Main card che ha visto, purtroppo per noi italiani, Kiefer Crosbie imporsi su Orlando D’Ambrosio per decisione unanime. Il peso welter campano non riesce a prendere nel giusto modo le misure al prospetto dell'SBG Ireland, che continua il suo percorso da imbattuto e punta ad una scalata repentina ai vertici della divisione. Devastante Alen Amedovski, a cui bastano giusto 12 secondi per distruggere Ibrahim Mane al limite della divisione pesi medi. Record pazzesco nelle MMA per il fighter originario della Macedonia, che si è sbarazzato di tutti i suoi avversari disputando complessivamente 12,03 minuti in gabbia. Una vera e propria forza della natura, che adesso punta a scalare i vertici della divisione pesi medi Bellator sognando anche scenari importantissimi negli Stati Uniti. Non ce la fa, invece, Luca Vitali: The Ace, che avrebbe originariamente dovuto affrontare Luka Jelcic - campione pesi leggeri FFC e già vincente contro Danilo Belluardo, compagno di team di Vitali -, viene finalizzato da un altro prospetto dell'SBG Ireland, vale a dire Pedro Carvalho.
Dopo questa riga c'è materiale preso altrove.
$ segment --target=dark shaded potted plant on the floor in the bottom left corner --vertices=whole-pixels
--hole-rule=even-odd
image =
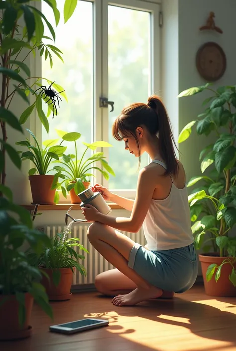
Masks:
[[[33,300],[52,318],[45,288],[39,283],[42,274],[30,264],[21,248],[27,244],[38,256],[43,245],[49,243],[46,234],[32,229],[27,210],[0,198],[0,340],[31,335]]]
Parte bene con lo striking il fighter dello Stabile Fight Team, costretto però ad arrendersi a 43 secondi del primo round ad una ghigliottina settata in piedi e conclusa a terra.
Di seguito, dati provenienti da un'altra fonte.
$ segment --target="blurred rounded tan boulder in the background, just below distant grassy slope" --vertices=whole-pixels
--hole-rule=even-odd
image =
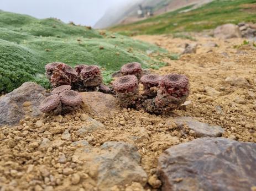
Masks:
[[[239,27],[234,24],[224,24],[214,30],[214,37],[220,39],[231,39],[242,37]]]

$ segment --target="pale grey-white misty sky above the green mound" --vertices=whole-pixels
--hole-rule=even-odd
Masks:
[[[68,23],[93,26],[108,8],[135,0],[0,0],[0,9],[42,19],[54,17]]]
MMA, Alessio Sakara a Bellator RomaBellator MMA
MMA, Alessio Sakara non riesce a trionfare a Bellator 211. All'RDS Stadium di Genova il Legionario viene, purtroppo, mandato KO dall'inglese di origini finlandesi Kent Kauppinen al primo round.
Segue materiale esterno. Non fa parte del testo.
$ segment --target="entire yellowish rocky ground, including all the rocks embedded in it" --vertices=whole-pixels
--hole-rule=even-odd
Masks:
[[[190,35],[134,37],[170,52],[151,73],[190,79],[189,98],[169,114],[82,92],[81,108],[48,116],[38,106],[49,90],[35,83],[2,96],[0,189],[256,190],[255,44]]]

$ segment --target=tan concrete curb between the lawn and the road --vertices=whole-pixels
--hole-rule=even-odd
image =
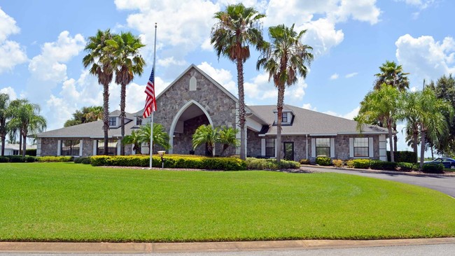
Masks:
[[[37,243],[0,242],[0,253],[207,253],[417,246],[455,243],[455,237],[395,240],[295,240],[209,243]]]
MMA, Bellator 211: co-main e main event

Nel co-main event di serata finisce malissimo il debutto nelle arti marziali miste di Hesdy Gerges, kickboxer ex Glory, che viene finalizzato per TKO in 3 minuti e 52 secondi. A vincere, infatti, è il peso massimo Domingos Barros, che scatena un ground and pound furioso che non lascia spazio alla salvezza per Gerges. Sul main event, infine, non ci resta che raccontarvi della sconfitta per KO di Alessio Sakara, che contro ogni pronostico cade contro l'ottimo Kent Kauppinen. Bravo l'inglese di origini finlandesi ad imporre il proprio striking game, capitalizzando l'unico errore dell'atleta capitolino con un gancio sinistro di rimessa dalla potenza pazzesca.

L'impressione che ha dato Kauppinen è stata quella di un Rumble Johnson - con tutti i limiti in termini di paragone del caso - dalle mani pesantissime, e pensare che si sta comunque parlando di un ex peso welter. Il Legionario, però, ha accettato la sconfitta con la solita classe che lo contraddistingue, dicendosi pronto a tornare in gabbia al più presto.